# Game and Fish Summarizes 2005 Prairie Chicken Hunting Season



## nodakoutdoors.com (Feb 27, 2002)

Game and Fish Summarizes 2005 Prairie Chicken Hunting Season

A total of 45 prairie chickens and 127 sharp-tailed grouse were taken
during the state's 2005 prairie chicken hunting season, according to
statistics released by the North Dakota Game and Fish Department.

The nine-day October season was open in two units - Grand Forks County
(north unit) and the other in southeastern North Dakota (south unit).
Fifty resident hunters were awarded licenses in each unit.

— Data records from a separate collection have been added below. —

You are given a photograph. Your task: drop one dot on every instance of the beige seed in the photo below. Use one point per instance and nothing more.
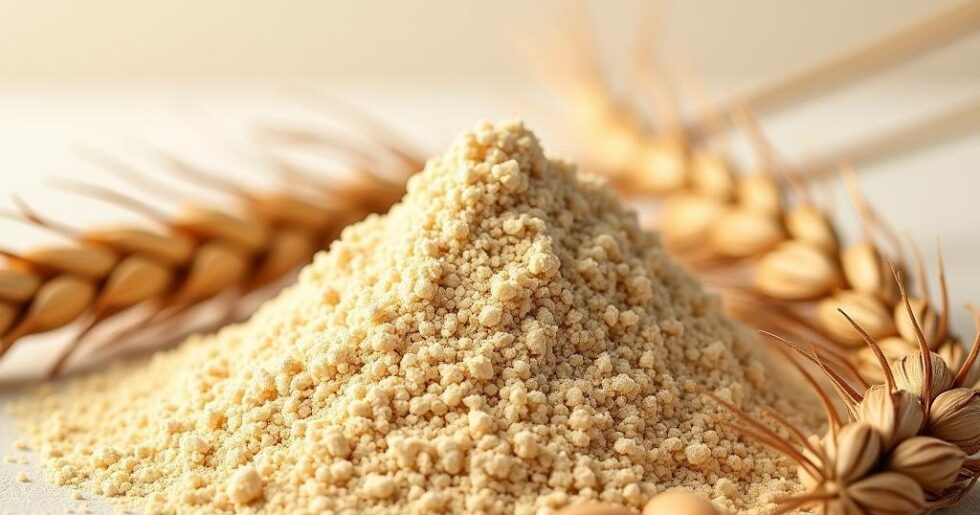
(933, 463)
(869, 313)
(216, 266)
(173, 249)
(955, 418)
(17, 285)
(888, 492)
(289, 248)
(910, 376)
(759, 192)
(134, 280)
(280, 208)
(865, 269)
(740, 232)
(808, 223)
(857, 449)
(89, 262)
(796, 271)
(954, 353)
(58, 302)
(895, 415)
(711, 176)
(212, 224)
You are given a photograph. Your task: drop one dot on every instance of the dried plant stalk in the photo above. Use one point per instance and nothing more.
(200, 254)
(909, 445)
(761, 238)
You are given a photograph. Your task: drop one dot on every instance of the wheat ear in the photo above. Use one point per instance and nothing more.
(197, 255)
(762, 237)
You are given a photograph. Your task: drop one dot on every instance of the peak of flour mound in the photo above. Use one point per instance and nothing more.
(506, 339)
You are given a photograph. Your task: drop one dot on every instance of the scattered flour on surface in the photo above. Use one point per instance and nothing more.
(506, 339)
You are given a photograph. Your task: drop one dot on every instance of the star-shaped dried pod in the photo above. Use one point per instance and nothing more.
(932, 462)
(926, 317)
(853, 452)
(885, 493)
(895, 414)
(910, 374)
(955, 418)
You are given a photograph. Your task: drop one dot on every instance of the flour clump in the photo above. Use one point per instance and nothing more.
(506, 340)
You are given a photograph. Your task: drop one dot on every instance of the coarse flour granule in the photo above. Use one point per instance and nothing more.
(505, 340)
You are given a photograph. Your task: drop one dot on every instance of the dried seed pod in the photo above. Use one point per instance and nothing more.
(955, 418)
(887, 492)
(133, 280)
(910, 376)
(896, 415)
(953, 353)
(18, 285)
(866, 310)
(57, 302)
(893, 348)
(796, 270)
(283, 209)
(931, 462)
(857, 449)
(687, 218)
(173, 249)
(216, 266)
(926, 317)
(288, 249)
(89, 262)
(740, 232)
(808, 223)
(711, 176)
(663, 168)
(864, 268)
(759, 192)
(211, 224)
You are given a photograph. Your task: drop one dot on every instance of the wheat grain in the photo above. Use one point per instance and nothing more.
(202, 253)
(908, 446)
(721, 220)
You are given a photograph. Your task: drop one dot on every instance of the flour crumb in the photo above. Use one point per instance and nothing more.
(506, 340)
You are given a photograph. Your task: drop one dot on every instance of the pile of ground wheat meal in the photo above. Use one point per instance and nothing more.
(505, 340)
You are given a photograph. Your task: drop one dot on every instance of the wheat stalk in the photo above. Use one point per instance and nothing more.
(907, 446)
(200, 254)
(759, 237)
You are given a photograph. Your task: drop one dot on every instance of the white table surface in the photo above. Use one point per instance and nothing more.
(936, 192)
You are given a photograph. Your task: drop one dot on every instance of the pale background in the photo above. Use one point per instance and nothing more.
(195, 76)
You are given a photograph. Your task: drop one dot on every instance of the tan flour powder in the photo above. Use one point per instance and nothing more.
(505, 340)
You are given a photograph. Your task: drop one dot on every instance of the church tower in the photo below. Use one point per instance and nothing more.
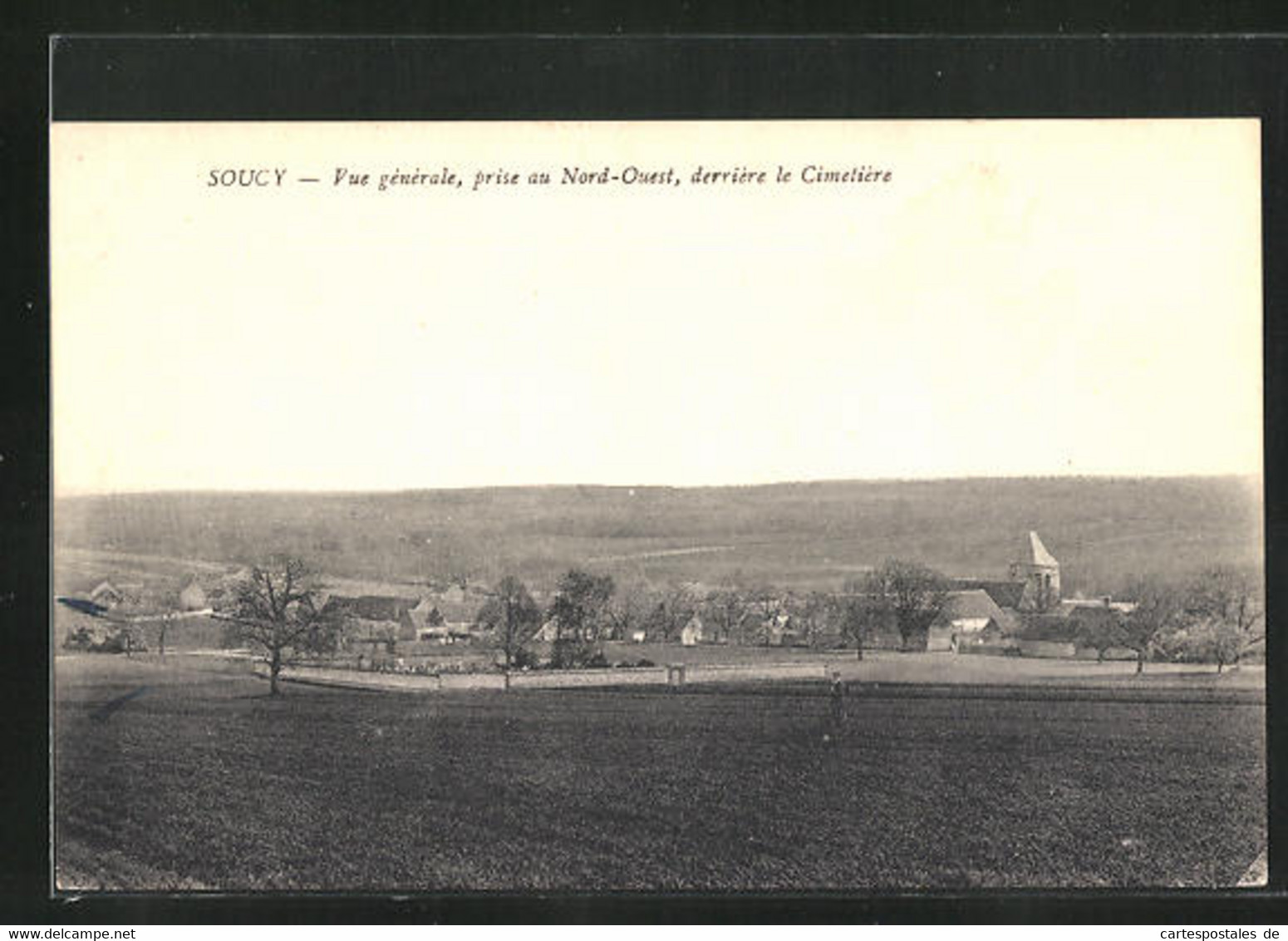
(1040, 573)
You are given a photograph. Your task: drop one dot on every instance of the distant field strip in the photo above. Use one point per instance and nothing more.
(665, 554)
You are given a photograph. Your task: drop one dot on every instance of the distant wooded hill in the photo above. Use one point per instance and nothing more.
(1102, 530)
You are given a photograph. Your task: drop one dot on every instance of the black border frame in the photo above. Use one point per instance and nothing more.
(594, 76)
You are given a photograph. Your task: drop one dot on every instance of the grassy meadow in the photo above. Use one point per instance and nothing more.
(184, 775)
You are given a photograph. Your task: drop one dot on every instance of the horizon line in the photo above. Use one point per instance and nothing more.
(463, 487)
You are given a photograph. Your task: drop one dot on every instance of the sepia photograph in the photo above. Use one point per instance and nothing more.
(744, 505)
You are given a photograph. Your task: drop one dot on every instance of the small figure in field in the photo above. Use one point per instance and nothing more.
(838, 697)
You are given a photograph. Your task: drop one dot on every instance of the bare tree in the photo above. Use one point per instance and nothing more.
(273, 611)
(629, 610)
(671, 613)
(513, 618)
(913, 596)
(724, 610)
(857, 623)
(578, 611)
(1159, 611)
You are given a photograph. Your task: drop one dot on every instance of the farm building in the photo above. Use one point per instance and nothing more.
(107, 596)
(192, 597)
(970, 619)
(372, 618)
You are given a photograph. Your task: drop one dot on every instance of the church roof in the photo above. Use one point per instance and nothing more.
(1035, 554)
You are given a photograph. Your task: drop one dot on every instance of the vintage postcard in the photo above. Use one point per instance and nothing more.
(657, 505)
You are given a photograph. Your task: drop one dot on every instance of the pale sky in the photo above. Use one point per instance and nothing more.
(1021, 298)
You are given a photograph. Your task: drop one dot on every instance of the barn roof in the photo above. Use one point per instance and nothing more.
(369, 608)
(970, 604)
(1004, 594)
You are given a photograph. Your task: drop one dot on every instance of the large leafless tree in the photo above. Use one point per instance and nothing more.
(273, 611)
(513, 618)
(913, 596)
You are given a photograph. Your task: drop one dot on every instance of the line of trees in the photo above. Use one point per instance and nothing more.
(1216, 618)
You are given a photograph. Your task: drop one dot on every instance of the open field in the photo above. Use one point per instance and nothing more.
(1103, 530)
(184, 775)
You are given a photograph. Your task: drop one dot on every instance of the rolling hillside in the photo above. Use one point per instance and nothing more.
(1103, 530)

Forty-two hunters bagged 25 prairie chickens and 15 sharptails in the
north unit, while 45 hunters took 20 prairie chickens and 112 sharptails
in the south unit.

Hunters had a season limit of two prairie chickens, and a sharptail
limit of three daily and 12 in possession.

>From the north unit seven hunters were successful in taking two prairie
chickens, 11 hunters were able to bag one, and 24 were unsuccessful. In
the south unit, nine hunters took a limit of prairie chickens, two
hunters were able to harvest one, and 34 were unsuccessful.

The department received 390 applications - 229 for the north unit and
154 for the south unit.

The application process and 2006 season information will be announced in
July.


----------



## Bobm (Aug 26, 2003)

I've never seen a prairie chicken in ND.


----------